Good break from studying.

 

The nest was mostly small finger sized sticks. It was around2-3 feet deep with a nice cup that held 4 eyasses. I can’t imagine what it will be like when they start moving around. Limited room up there! 

 

I think it would be cool to set up a remote camera at some nests to watch the chicks grow… food deliveries etc..  Wonder how you could set one of those up? Get city to pay for it… ;) I left a light line up high to make it easy to pull up a rope in the future.

 

 

 

So I got the chick back home and wasn’t sure how best to “introduce” it the my female goshawk. I gave her a quail and made some cupping noises at her like I normally do to get her to come off eggs in the nest and grab the food from me. I then went in and turned my back and popped the chick out of my backpack. I cracked a chicken egg to make it look like it just hatched, even though the chick is like 5 times the size of a newly hatched chick. Indy jumped to the nest…

 

I was really hoping she wouldn’t grab the easily found “prey” in her nest. But she came down with this long distance gaze in her eyes and stood face to face with the chick.  She had a small piece of quail in her beak and was trying to feed it! I was excited.

 

 

From never seeing a baby bird to 2 seconds later ready to instinctively care for  and feed it, that just blows my mind. I helped her open a quail and we co-fed the little chick together. This little guy is going to get spoiled since there is no competition and lots of food! It coughed up a nice feather-filled casting before really eating. It was cool to see my bird’s mothering instincts kick in. She would tear off a piece of food and if it was too big or possibly too irresistible she would swallow it and try again until she had the right sized piece.

 

Then she would delicately turn her head sideways so the chick could use its beak to interlock  with hers  and scrape the food into its hungry gape.
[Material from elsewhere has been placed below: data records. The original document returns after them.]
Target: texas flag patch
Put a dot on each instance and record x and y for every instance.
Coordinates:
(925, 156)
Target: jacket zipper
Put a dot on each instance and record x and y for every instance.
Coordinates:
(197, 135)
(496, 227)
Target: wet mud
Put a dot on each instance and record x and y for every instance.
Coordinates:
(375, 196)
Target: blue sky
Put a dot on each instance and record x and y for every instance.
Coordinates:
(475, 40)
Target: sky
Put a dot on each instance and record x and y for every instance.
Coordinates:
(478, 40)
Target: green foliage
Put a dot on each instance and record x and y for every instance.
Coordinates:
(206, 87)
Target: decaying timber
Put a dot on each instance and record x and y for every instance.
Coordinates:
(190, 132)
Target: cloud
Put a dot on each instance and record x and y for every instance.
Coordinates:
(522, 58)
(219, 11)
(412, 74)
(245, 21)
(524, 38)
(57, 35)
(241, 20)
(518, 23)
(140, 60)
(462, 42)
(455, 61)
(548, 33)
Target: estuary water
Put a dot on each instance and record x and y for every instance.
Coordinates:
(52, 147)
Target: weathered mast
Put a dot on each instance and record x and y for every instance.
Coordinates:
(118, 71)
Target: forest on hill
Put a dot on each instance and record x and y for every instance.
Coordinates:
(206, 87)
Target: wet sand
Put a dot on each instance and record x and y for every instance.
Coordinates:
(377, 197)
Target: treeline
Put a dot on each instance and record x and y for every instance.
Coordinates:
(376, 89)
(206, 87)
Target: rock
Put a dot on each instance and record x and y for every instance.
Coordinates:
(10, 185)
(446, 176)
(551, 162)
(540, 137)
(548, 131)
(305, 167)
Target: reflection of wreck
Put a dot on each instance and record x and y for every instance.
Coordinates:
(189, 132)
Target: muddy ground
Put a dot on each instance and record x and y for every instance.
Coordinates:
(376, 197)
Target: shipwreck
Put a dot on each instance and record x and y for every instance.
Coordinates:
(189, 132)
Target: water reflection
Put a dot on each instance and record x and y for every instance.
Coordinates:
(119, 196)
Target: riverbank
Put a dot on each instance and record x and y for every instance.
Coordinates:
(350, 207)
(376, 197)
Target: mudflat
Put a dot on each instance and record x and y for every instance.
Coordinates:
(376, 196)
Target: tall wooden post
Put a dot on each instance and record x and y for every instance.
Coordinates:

I left the sterile eggs in there so It was comical to see her transition from sitting on eggs for the past month and having the perfect nest pocket for her … to now incorporate the chick. She was funny to watch. She would settle and be content until the chick moved…eggs don’t do that! She was almost confused. But she soon figured it out. I should take out her eggs soon but I feel it is a more gradual transition with them in J.

 

Sometimes anthropomorphizing is great.

I wanted just to have her get some experience raising a baby hawk. I am not sure what I want to do with the little accip, thinking I may just go in there and keep it tame but use her to feed it, so no food association with me but since I can pet her and pick up eggs help feed and my Gos doesn’t care if other people go in the chamber either I think this will be a great way to have both birds get some good experience while I don’t have to feed it every 4 hours or keep it warm like an imprint gos… the little thing is so funny because it is on a much different scale than the Finnish goshawk. It is just on the point of trying to stand up some of the time.

 

 

How old do you think it is? 10 days or so?

 

I hope everything is going well with you. Can’t wait to be hunting again soon.

 

Glad I have something to watch while I study and am in clinic this summer. You can just see her new decks about ¾ of the way in.